Quoting Hungerford's Algebra:
A nonzero element $a$ of a commutative ring $R$ is said to divide an element $b \in R$ (notation: $a \mid b$) if there exists $x \in R$ such that $ax = b$.
Let $X$ be a nonempty subset of a commutative ring $R$. An element $d \in R$ is a greatest common divisor of $X$ provided:
- $d \mid a$ for all $a \in X$;
- $c \mid a$ for all $a \in X$ $\implies$ $c \mid d$.
In particular, the greatest common divisor (from now on I use "gcd") of any nonempty subset of a commutative ring $R$ must be a nonzero element of $R$ (else, writing $d \mid a$ would make no sense). Now what's the gcd of $\{0\}$ in an integral domain? Condition 1 is satisfied by every element $d \in R$. In fact, given $d \in R$, we have that $d0 = 0$ for all $d \in R$, hence $d \mid 0$ by definition. What can we deduce from condition 2?
Since every element $c \in R$ satisfies the condition $\forall a \in X:c\vert a $, condition 2 tells us that $d \in R$ needs to be an element such that $\forall c \in R: c \vert d$. There exists only one such element in $R$.

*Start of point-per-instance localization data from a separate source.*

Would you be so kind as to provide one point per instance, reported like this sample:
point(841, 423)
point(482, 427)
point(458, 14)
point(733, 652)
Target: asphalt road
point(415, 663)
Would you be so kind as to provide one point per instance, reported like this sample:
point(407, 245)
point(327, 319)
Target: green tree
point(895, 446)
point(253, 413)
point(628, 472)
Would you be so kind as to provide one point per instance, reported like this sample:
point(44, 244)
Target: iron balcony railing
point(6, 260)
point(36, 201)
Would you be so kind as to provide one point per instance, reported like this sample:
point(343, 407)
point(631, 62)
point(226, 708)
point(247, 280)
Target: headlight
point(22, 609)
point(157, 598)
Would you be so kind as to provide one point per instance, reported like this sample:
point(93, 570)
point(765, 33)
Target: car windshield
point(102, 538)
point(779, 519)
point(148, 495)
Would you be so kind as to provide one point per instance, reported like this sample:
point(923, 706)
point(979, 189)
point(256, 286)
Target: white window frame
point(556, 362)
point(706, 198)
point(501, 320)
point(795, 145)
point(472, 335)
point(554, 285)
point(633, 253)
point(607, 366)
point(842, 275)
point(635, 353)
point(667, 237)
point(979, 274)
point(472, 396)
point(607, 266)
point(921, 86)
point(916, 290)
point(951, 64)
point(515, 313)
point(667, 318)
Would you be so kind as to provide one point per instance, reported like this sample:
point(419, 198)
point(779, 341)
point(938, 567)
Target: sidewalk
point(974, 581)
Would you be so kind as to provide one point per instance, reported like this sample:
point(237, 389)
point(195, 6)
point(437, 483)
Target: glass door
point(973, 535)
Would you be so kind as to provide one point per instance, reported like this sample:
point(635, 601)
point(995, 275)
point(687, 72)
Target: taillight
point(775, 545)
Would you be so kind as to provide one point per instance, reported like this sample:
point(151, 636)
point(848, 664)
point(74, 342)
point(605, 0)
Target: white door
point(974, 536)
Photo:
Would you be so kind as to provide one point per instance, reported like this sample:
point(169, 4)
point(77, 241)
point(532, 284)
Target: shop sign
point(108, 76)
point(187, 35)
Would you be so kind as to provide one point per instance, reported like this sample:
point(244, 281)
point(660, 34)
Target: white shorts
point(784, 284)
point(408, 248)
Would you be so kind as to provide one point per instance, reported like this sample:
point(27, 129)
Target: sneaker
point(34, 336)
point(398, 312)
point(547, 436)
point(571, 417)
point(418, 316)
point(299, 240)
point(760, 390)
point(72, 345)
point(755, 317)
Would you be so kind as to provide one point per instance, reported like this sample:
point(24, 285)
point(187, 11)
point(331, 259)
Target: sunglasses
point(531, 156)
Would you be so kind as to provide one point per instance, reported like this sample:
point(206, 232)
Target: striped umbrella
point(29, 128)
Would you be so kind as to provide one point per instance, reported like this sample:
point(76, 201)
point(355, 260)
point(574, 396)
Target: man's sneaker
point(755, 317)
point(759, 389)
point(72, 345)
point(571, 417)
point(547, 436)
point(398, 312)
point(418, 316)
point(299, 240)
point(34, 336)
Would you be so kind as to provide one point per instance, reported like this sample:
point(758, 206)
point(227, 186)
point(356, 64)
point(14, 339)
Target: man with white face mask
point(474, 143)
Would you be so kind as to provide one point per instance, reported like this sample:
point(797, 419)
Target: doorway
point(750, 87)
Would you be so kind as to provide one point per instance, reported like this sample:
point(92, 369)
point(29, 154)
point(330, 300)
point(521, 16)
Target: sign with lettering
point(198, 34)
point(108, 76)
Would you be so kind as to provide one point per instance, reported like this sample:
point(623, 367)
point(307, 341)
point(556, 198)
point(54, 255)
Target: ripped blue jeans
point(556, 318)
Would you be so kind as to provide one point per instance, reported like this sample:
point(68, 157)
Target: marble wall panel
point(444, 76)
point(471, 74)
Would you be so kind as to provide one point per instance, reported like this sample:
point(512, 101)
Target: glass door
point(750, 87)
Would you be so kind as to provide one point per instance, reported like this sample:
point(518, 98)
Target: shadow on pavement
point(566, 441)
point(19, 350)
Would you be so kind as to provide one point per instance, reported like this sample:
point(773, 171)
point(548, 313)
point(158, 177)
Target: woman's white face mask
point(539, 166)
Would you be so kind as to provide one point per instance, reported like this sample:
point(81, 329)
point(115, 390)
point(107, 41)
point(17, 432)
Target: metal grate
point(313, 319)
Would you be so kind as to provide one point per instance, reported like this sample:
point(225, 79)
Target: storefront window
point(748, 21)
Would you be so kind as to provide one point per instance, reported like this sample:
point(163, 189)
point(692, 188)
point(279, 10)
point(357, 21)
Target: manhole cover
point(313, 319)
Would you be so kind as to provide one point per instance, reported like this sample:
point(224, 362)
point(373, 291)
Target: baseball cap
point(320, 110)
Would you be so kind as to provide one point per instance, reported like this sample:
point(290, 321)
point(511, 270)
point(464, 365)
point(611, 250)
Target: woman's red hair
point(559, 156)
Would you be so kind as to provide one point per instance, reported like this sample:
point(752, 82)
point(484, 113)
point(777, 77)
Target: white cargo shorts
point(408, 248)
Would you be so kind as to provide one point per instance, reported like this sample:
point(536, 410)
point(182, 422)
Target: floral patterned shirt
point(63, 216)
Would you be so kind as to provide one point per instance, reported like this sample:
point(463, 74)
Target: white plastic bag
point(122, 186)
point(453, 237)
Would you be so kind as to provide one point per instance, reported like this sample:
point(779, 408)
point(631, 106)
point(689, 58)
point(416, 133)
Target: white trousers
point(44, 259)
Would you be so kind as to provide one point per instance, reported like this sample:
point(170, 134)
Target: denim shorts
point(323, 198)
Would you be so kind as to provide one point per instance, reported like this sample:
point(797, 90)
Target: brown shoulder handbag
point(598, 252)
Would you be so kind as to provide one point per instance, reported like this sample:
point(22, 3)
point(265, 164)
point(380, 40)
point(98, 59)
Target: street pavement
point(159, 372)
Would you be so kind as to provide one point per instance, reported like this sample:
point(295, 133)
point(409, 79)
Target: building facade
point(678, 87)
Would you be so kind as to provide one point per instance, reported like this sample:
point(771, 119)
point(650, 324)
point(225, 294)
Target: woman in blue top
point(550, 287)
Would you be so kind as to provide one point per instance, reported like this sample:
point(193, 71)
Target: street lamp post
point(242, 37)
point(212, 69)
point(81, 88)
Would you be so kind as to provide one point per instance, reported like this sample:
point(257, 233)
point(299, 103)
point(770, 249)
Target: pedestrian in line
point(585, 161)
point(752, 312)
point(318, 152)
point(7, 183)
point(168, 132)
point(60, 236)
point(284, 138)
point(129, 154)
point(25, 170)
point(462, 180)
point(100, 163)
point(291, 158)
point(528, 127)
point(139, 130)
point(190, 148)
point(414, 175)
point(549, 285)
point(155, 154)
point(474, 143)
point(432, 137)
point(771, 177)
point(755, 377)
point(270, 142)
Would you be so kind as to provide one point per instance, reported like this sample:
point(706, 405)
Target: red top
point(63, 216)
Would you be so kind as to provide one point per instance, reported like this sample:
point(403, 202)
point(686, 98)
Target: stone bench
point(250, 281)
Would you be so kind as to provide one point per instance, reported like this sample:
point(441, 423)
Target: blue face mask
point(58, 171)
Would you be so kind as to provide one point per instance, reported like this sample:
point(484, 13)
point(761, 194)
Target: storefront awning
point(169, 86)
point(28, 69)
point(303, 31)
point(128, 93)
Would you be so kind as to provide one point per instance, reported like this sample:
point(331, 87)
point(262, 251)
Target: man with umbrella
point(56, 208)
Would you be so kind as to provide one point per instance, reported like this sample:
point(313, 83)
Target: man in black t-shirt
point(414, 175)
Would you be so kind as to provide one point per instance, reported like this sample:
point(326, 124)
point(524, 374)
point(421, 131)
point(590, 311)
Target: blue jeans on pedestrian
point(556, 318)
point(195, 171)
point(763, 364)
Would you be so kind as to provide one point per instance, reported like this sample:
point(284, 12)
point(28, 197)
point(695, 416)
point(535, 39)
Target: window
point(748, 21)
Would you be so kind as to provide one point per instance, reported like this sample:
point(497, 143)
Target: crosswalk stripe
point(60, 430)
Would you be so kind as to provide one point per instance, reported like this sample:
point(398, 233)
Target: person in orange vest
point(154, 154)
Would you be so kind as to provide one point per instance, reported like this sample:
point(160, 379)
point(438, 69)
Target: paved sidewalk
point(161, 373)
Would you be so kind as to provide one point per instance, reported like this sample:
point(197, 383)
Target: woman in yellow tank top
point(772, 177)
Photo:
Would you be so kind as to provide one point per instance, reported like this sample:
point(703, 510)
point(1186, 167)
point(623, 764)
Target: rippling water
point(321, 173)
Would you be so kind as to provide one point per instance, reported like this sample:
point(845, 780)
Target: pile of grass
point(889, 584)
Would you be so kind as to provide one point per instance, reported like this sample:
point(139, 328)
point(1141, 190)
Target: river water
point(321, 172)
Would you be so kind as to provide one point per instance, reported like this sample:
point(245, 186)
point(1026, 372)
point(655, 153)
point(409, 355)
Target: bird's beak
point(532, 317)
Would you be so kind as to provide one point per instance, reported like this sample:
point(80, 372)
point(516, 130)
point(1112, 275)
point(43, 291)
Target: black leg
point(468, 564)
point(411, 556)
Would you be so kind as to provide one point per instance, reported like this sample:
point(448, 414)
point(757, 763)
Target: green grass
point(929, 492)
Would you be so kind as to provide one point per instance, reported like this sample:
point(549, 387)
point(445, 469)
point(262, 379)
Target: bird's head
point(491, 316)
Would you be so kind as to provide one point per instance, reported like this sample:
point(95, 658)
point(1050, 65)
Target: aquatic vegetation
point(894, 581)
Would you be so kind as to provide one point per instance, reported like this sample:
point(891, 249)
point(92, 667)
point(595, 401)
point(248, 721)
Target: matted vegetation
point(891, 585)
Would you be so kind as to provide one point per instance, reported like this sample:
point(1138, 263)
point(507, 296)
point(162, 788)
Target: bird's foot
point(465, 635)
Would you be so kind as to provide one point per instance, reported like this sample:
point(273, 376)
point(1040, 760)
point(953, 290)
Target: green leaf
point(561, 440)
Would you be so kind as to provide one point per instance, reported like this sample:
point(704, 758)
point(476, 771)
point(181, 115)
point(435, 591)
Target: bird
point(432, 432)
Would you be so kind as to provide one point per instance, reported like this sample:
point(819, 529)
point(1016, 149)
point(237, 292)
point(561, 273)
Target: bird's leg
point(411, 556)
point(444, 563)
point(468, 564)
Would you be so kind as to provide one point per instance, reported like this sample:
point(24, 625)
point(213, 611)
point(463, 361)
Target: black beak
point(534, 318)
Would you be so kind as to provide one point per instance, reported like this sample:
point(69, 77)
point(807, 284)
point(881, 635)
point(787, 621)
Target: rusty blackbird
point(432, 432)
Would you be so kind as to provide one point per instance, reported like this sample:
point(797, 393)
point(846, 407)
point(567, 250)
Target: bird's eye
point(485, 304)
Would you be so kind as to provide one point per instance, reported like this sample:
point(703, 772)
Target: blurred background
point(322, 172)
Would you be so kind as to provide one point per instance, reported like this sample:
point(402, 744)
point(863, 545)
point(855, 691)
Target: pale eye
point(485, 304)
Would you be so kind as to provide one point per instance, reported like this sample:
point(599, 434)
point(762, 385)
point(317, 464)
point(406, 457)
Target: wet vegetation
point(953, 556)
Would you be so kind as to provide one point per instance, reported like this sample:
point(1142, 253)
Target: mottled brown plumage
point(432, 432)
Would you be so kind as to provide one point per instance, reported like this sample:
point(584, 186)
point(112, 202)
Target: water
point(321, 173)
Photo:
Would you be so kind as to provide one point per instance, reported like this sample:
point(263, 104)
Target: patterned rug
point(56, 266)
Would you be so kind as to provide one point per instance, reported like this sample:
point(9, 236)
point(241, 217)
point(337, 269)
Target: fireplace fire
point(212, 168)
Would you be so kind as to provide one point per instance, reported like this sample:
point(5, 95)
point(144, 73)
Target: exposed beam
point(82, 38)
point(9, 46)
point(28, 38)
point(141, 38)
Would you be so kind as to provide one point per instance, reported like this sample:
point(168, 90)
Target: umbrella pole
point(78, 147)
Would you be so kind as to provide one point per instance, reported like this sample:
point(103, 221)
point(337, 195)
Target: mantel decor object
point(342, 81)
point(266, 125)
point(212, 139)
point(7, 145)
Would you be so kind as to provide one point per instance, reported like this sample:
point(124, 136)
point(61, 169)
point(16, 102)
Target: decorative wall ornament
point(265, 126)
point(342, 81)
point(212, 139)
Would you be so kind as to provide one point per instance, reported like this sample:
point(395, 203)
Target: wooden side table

Also, the first statement after the definition is false. In fact, it is precisely what answers your question.According to the definition of Hungerford, a GCD of a subset is indeed defined to be non-zero since a divisor is defined to be non-zero. That given, it is sensible to simply define the GCD of $\{0\}$ as $0$. Note, however, that the definition varies among authors as is also mentioned here.